Or, je ne sais que trop bien combien tu l'aimes. Je vois la façon pleine d'espoir et de résignation qu'a ton regard de se poser sur elle, et cette douceur je l'avoue, ne sera jamais mienne.
Yeux, bouche, sourire, peau, parfum, larmes, soupirs… Je voudrais tout prendre, tout te prendre, te prendre et risquer de m'y perdre, à ma manière égoïste ; tout prendre et ne rien céder, accepter de te voir malheureux dans mes bras pourvu que tu y restes.
Evidence irrésistible que c'est une place dont tu ne voudrais pas, quand bien même je ramperais à tes pieds, ce que je n'aurais jamais l'audace de faire. Si j'étais moins fier je tenterais quelque chose de fou, mais le rempart de mon ego est encore là, plus fort. Gagnant.
Utopie. Le sens du mot tendait à m'échapper, mais j'ai songé au goût d'une vie passée avec toi, et j'ai su. Les synonymes abondent. Illusion, chimère, mirage… Mes rêves aussi. Trop impétueux pour être ceux d'un parfait étranger, trop sentimentaux pour me ressembler, ils sont un mal inconnu qui me ronge avec une vigueur vicieuse.

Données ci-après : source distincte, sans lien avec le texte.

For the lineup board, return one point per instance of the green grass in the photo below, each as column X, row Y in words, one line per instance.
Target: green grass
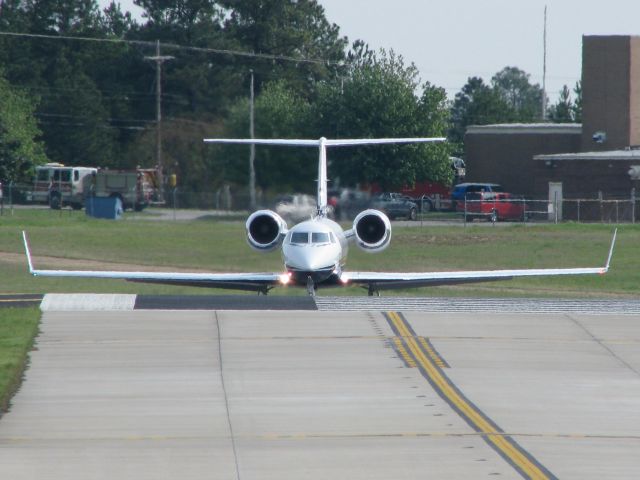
column 18, row 328
column 220, row 245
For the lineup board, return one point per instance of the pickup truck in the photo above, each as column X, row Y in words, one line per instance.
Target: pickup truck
column 493, row 206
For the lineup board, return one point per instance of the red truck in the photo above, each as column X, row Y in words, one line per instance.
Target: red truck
column 493, row 206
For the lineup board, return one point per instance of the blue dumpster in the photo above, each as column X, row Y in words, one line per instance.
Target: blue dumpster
column 104, row 207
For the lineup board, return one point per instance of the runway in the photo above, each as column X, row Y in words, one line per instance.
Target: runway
column 375, row 394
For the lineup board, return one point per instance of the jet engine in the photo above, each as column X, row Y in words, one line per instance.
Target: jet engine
column 265, row 230
column 372, row 230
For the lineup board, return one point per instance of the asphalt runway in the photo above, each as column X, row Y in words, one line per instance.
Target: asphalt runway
column 153, row 394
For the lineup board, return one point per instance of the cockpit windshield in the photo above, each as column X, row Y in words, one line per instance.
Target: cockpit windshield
column 320, row 237
column 317, row 238
column 299, row 237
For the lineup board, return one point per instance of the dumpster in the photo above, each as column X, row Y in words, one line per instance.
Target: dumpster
column 104, row 207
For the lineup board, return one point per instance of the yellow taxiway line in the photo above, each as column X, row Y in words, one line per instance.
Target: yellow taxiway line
column 417, row 351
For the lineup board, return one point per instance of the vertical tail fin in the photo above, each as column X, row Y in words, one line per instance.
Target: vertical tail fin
column 322, row 144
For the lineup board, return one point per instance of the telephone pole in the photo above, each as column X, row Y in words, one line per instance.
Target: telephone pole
column 159, row 59
column 252, row 152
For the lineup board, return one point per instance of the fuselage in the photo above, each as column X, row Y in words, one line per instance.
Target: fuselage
column 315, row 249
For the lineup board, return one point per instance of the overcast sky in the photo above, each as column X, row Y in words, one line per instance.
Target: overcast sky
column 452, row 40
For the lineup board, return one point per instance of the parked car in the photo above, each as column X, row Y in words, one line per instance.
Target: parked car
column 347, row 202
column 494, row 206
column 459, row 192
column 296, row 208
column 396, row 205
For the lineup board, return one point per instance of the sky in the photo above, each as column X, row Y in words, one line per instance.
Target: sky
column 452, row 40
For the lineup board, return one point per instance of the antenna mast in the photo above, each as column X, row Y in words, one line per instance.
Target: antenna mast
column 544, row 67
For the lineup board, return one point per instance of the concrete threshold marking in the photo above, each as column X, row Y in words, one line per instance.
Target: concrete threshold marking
column 503, row 444
column 64, row 302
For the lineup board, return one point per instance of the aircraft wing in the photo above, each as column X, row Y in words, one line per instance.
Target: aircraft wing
column 387, row 280
column 260, row 282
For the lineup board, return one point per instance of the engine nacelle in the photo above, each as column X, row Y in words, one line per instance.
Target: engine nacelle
column 372, row 230
column 265, row 230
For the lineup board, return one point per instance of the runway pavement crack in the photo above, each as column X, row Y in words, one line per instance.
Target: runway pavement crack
column 226, row 398
column 602, row 344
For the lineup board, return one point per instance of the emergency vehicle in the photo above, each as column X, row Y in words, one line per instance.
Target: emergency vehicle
column 58, row 185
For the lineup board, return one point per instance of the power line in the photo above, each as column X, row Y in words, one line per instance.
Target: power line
column 217, row 51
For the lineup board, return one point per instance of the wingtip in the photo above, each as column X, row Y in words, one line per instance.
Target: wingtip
column 613, row 244
column 27, row 251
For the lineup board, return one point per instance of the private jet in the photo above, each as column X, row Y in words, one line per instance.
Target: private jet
column 315, row 250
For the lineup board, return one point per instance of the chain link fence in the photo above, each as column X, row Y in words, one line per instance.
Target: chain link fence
column 595, row 208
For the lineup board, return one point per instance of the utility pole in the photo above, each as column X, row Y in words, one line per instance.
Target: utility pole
column 252, row 152
column 159, row 59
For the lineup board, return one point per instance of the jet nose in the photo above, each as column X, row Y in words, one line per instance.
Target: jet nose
column 309, row 258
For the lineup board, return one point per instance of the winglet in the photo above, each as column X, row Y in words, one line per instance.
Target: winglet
column 26, row 249
column 613, row 243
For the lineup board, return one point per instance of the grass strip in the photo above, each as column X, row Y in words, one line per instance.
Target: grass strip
column 18, row 329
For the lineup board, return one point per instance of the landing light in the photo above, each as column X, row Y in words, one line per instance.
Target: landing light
column 285, row 278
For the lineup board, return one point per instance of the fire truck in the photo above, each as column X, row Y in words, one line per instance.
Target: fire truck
column 59, row 185
column 136, row 189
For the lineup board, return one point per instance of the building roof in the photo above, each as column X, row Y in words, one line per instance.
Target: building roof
column 611, row 155
column 525, row 129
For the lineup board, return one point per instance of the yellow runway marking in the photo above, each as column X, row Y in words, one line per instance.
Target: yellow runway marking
column 513, row 453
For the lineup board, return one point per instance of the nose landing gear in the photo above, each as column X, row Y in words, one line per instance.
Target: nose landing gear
column 311, row 288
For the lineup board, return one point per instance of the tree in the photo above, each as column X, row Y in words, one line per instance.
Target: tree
column 577, row 104
column 562, row 110
column 20, row 149
column 477, row 104
column 279, row 113
column 510, row 98
column 524, row 99
column 377, row 98
column 290, row 28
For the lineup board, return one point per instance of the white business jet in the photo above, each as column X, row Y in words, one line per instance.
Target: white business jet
column 315, row 250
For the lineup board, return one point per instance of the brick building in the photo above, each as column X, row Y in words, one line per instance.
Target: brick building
column 586, row 159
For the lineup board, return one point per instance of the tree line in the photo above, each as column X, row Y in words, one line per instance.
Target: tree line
column 77, row 86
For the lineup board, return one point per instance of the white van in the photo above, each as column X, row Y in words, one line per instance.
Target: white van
column 60, row 185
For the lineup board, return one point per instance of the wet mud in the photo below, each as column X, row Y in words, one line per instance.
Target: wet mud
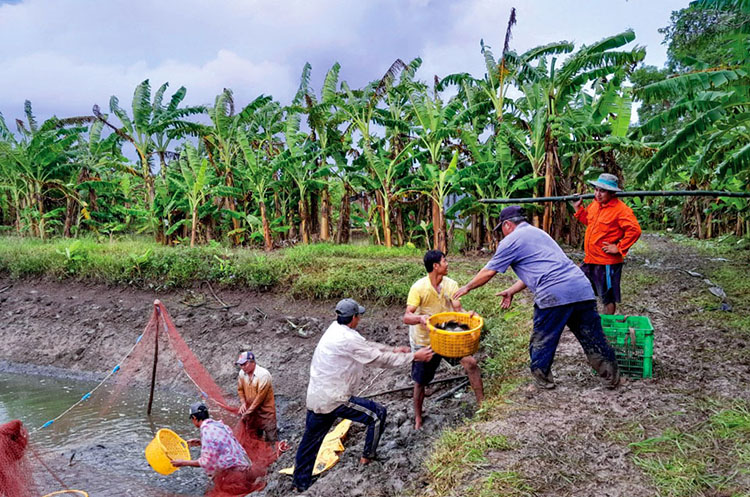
column 80, row 331
column 564, row 440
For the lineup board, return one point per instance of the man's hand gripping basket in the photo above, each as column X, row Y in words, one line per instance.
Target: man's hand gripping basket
column 455, row 343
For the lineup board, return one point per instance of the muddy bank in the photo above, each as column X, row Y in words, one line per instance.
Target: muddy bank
column 74, row 330
column 575, row 440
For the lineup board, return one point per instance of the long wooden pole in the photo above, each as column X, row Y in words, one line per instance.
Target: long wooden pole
column 156, row 357
column 568, row 198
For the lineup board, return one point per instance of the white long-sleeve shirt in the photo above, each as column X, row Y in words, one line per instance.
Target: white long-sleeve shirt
column 338, row 362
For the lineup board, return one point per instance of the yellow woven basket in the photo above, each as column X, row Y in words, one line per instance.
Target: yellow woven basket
column 164, row 448
column 455, row 343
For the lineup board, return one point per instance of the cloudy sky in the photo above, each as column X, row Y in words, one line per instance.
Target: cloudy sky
column 66, row 55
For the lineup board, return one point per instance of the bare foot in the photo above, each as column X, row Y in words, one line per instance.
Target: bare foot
column 282, row 446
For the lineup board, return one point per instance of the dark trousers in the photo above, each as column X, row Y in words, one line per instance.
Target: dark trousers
column 357, row 409
column 585, row 323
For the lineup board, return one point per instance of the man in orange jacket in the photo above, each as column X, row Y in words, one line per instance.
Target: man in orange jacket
column 611, row 229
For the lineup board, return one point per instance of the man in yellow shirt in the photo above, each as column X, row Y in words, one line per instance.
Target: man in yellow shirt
column 428, row 296
column 258, row 406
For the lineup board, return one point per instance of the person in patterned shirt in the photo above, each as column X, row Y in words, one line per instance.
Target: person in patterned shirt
column 222, row 457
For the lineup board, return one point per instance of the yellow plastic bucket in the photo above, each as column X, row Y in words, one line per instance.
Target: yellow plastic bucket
column 455, row 343
column 163, row 449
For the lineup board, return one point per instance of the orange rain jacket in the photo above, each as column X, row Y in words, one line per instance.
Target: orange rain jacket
column 613, row 222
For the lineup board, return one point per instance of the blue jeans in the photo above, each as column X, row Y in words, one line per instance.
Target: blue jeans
column 585, row 323
column 357, row 409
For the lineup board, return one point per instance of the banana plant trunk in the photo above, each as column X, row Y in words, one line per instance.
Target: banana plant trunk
column 268, row 241
column 304, row 220
column 229, row 204
column 399, row 220
column 325, row 215
column 551, row 164
column 69, row 215
column 385, row 216
column 193, row 228
column 40, row 208
column 342, row 232
column 438, row 227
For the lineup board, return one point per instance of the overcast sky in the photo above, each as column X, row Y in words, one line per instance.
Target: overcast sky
column 66, row 55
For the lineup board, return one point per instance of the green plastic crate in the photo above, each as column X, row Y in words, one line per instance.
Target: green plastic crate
column 632, row 337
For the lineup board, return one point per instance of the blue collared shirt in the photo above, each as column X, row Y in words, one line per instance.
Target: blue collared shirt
column 544, row 268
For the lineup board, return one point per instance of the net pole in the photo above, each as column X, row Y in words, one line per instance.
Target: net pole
column 586, row 196
column 156, row 358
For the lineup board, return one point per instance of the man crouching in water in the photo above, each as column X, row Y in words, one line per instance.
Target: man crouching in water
column 222, row 457
column 336, row 368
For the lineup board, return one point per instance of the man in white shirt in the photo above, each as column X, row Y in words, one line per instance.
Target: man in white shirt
column 337, row 365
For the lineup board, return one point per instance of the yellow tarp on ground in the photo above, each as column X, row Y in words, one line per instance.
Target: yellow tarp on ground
column 328, row 453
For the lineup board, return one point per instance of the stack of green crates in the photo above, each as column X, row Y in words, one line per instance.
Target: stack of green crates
column 632, row 337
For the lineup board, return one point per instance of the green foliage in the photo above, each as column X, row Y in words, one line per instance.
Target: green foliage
column 400, row 158
column 458, row 452
column 699, row 461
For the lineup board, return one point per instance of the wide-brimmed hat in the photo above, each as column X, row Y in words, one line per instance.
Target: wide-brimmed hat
column 607, row 182
column 245, row 357
column 511, row 212
column 198, row 408
column 349, row 307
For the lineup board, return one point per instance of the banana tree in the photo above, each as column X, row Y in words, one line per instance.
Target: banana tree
column 40, row 159
column 554, row 89
column 434, row 124
column 222, row 140
column 192, row 182
column 152, row 127
column 437, row 184
column 384, row 173
column 324, row 118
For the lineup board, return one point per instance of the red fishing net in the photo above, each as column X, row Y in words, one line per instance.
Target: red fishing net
column 16, row 479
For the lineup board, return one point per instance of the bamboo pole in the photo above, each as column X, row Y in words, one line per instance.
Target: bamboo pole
column 569, row 198
column 410, row 387
column 156, row 357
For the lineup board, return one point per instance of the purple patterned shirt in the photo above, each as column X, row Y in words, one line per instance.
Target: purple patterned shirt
column 219, row 448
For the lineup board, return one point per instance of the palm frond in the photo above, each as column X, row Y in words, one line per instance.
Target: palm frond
column 331, row 81
column 30, row 116
column 688, row 84
column 681, row 145
column 142, row 106
column 555, row 48
column 176, row 99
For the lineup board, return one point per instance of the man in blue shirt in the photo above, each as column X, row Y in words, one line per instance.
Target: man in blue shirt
column 562, row 296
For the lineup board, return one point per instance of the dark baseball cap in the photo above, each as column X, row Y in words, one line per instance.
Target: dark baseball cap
column 197, row 408
column 511, row 212
column 349, row 307
column 245, row 357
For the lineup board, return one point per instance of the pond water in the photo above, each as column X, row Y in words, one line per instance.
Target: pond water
column 96, row 448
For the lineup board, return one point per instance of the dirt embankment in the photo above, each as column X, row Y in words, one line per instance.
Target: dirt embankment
column 73, row 329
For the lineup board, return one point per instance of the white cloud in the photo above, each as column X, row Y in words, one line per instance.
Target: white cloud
column 66, row 55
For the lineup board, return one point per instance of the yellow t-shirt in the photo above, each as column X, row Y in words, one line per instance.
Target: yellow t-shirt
column 423, row 296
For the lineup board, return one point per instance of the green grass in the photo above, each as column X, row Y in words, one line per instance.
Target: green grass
column 313, row 271
column 502, row 483
column 708, row 458
column 734, row 278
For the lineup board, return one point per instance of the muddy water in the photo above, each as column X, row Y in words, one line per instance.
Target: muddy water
column 93, row 448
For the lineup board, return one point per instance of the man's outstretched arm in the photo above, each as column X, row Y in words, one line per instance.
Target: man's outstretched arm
column 482, row 277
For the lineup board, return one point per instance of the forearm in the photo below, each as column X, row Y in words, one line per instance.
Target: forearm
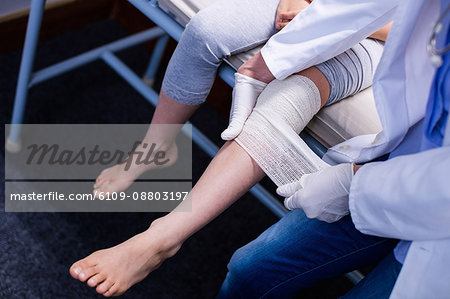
column 313, row 36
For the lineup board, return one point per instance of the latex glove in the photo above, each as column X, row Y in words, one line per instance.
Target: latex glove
column 322, row 195
column 246, row 91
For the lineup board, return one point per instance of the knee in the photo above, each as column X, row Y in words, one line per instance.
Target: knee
column 294, row 101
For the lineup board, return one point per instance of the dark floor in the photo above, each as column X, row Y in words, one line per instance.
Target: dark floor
column 37, row 249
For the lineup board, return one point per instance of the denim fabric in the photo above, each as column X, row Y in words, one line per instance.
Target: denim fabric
column 296, row 253
column 228, row 27
column 379, row 283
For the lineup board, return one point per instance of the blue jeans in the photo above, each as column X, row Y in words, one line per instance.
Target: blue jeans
column 296, row 253
column 379, row 283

Xérophile, qui peut vivre dans des lieux secs, arides, tels que le sont mon cœur et mon âme, sécheresse épouvantable de mon être qui me conduit à ne savoir que faire pour t'approcher sans te maltraiter, taire les ambitions sourdes et tourbillonnantes sans devenir ton assassin. Xérophile est un adjectif scientifique hideux qui convient aux palmiers, aux moustiques et qui me va à merveille. Je ne suis peut-être qu'un arbre vorace qui parasite autour de toi.
Avant même d'entrevoir la complexité et l'intensité des sentiments, de l'obsession que je viendrai nourrir pour toi par la suite, il y avait le désir, ce putain de serpent qui rampait sous ma peau et gonflait mes veines d'une adrénaline malsaine dont j'aurais voulu être purgé comme on se désintoxique, l'envie de te baiser était, est comme une drogue qui me fait perdre de cette contenance miraculeuse que j'arbore, soit ma meilleure arme. La situation entre nous a tout d'une guerre. Mon orgueil contre ton cul.
Nous sommes deux ennemis qui évoluent en s'évitant, toi parce que ignore ces sentiers de trouble que tu ouvres en moi, moi avec la seule excuse que je crains de te blesser si je me laissais aller au confort âpre d'être réellement ce que je suis, monstre d'instincts qui pour le moment sommeille.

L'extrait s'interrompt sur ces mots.